The tensor product of two vector spaces V,W over \mathbb{F} is a vector space V \otimes W over \mathbb{F} together with a bilinear map V \times W \stackrel{\otimes}{\rightarrow} V \otimes W with the property that whenever \mathcal{B}_V, \mathcal{B}_W are bases for V,W respectively, the set \{ v_i \otimes w_j \mid v_i \in \mathcal{B}_V, w_j \in \mathcal{B}_W \} gives a basis for V \otimes W.
The following theorem shows that the property in the definition need not be checked for all pairs of bases; just one pair is sufficient.
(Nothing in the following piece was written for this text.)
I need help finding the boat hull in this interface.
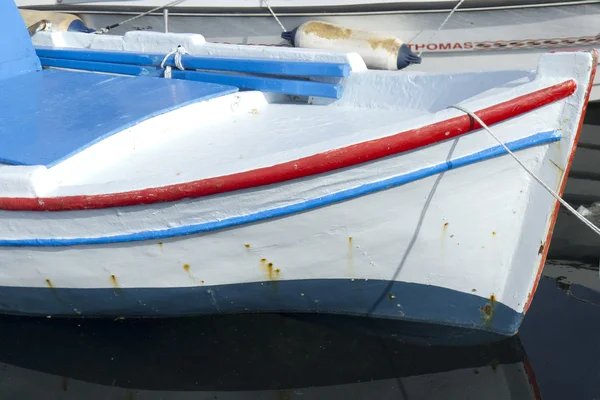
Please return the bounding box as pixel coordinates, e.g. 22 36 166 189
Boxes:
2 0 596 341
0 135 576 340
Theorem: Let Y be a vector space and \phi : V \times W \rightarrow Y be bilinear. Suppose there are bases \mathcal{B}_V, \mathcal{B}_W for V,W respectively, such that \phi(v \times w) is a basis for Y. Then the same holds for any pair of bases.
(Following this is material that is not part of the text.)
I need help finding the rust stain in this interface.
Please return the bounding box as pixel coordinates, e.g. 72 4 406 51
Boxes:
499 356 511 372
Let V, W be vector spaces over \mathbb{F}. Following (Zakharevich 2015), our goal is to construct a vector space V \otimes W such that for any vector space Z,
\mathcal{L}(V \otimes W, Z) \cong
\big\{ \substack{\text{bilinear maps}\\{V \times W \rightarrow Z}} \big\}
Let A = \mathrm{Free}(V \times W) be the free vector space over \mathbb{F} on the product V \times W. We will demonstrate that
\mathcal{L}(A,Z) \cong \big\{ \substack{\text{functions}\\{V \times W \rightarrow Z}} \big\}
For v \in V, w \in W, define the notation v \otimes w \equiv \mathbb{1}_{(v,w)} \in A. A typical vector has the form f = \sum_{k=1}^n \alpha_k (v_k \otimes w_k) \in A. By linearity, observe that each T \in \mathcal{L}(A,Z) is determined uniquely by its values on the standard basis, exposing a bijection between \mathcal{L}(A,Z) and (nonlinear) functions V \times W \rightarrow Z.
T f
= T \left( \sum_{k=1}^n \alpha_k (v_k \otimes w_k) \right)
= \sum_{k=1}^n \alpha_k T (v_k \otimes w_k)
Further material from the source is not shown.